HONOLULU — The first building of the multiphase master plan for the Kapio’lani Medical Center for Women & Children (KMCWC) has officially begun construction. After seven years of planning, the $120 million hospital tower project broke ground Feb. 19 to house the medical center’s new neonatal and pediatric intensive care units.
Situated on a 4.4-acre site, the new building will relieve overcrowding at the hospital and nearly quintuple the size of neonatal intensive care space from approximately 7,700 square feet to 36,600 square feet. The pediatric care unit will also triple in size and family education, living spaces and waiting areas, and an expanded play room will also be added. Overall, the neonatal and intensive care space at the new tower will add several private rooms and expand space from just 10,000 square feet to 50,000 square feet. The tower and master plan are led by HDR Inc, headquartered in Omaha, Neb.
While the building will hold great meaning to the medical center, which is in desperate need for additional and updated medical spaces, the design features symbolism derived from the Hawaiian culture and landscape, according to Jim Hohenstein, AIA, senior vice president at HDR Inc.
“Because much of the money to build the original Kapio’lani Maternity Hospital was raised through celebrations and luaus to create a link with the past, the new KMCWC was design to celebrate the natural features of the Aloha State and its people,” Hohenstein said. “The use of indigenous Hawaiian materials is meant to lend a familiarity to the families and patient that will use the facility. The use of symbols and imagery will pay homage to the island’s people, customs and traditions.”
The rock, ocean and landscape are integral to the Hawaiian environment and serve as metaphors for birth, life and health, Hohenstein said. The design expounds on this metaphor through various design details and features.
“The overall folded plate of the building exterior represents a seashell and the protective environment it provides for the living form inside, much as the hospital will do for its patients,” Hohenstein said. “The placing of the lei over a person’s head is a traditional Hawaiian greeting, so all who enter the facility will receive this spirit of aloha. An open lei built of simulated wood panels surrounds the front door for all to pass through.”
In undertaking the massive master plan, Hohenstein said he took away from the project the importance of remaining flexible and open-minded during the planning phases.

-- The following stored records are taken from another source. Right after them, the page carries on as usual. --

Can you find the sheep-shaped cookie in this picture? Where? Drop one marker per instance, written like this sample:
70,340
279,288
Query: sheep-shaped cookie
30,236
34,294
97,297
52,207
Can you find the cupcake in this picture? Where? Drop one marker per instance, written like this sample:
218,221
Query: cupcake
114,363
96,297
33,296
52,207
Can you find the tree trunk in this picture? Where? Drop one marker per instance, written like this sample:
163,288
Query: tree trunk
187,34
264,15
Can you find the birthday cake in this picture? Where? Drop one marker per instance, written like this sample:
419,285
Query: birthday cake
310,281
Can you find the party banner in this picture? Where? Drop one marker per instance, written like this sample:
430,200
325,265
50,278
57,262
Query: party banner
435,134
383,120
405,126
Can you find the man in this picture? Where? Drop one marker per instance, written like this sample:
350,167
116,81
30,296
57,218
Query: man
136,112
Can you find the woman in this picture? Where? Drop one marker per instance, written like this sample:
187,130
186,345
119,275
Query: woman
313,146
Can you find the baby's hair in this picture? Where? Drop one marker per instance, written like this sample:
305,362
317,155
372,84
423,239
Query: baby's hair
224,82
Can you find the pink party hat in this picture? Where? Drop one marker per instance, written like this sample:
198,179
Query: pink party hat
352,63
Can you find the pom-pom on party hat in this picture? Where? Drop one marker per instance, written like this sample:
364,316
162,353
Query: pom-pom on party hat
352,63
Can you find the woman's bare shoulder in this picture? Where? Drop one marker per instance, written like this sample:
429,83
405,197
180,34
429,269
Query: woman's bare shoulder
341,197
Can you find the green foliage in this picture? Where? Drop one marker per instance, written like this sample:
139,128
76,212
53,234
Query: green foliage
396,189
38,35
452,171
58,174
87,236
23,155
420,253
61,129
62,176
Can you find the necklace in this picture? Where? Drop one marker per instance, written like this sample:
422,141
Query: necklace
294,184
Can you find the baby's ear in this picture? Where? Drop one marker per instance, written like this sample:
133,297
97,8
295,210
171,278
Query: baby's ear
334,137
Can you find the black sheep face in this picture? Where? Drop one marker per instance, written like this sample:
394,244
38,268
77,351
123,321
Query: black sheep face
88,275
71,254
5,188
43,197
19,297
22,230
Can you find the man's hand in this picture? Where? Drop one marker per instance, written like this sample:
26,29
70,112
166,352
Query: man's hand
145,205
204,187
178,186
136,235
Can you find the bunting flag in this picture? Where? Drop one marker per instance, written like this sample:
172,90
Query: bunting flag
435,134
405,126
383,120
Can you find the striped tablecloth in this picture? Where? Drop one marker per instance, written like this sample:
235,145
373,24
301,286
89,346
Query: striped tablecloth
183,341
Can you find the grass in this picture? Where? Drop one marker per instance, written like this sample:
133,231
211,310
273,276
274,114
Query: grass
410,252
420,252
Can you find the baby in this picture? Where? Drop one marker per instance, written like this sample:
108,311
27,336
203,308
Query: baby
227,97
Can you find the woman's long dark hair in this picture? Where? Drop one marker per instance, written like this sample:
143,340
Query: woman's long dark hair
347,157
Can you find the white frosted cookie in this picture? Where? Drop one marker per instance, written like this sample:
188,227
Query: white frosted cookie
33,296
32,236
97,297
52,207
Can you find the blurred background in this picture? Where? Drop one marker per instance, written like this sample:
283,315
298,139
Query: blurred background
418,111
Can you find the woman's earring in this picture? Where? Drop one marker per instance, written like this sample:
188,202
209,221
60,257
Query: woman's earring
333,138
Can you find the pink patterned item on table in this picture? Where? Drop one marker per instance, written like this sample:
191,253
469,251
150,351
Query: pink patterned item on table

“This project took two major master planning efforts with numerous smaller iterations over a seven-year period before actual hospital construction took place,” he said. “HDR remained flexible and open to new ideas whenever the client’s criteria changed and we were therefore able to adjust a move with the punches. Locking in too early on master plan concepts and not being able to back off and take another look would have been detrimental.”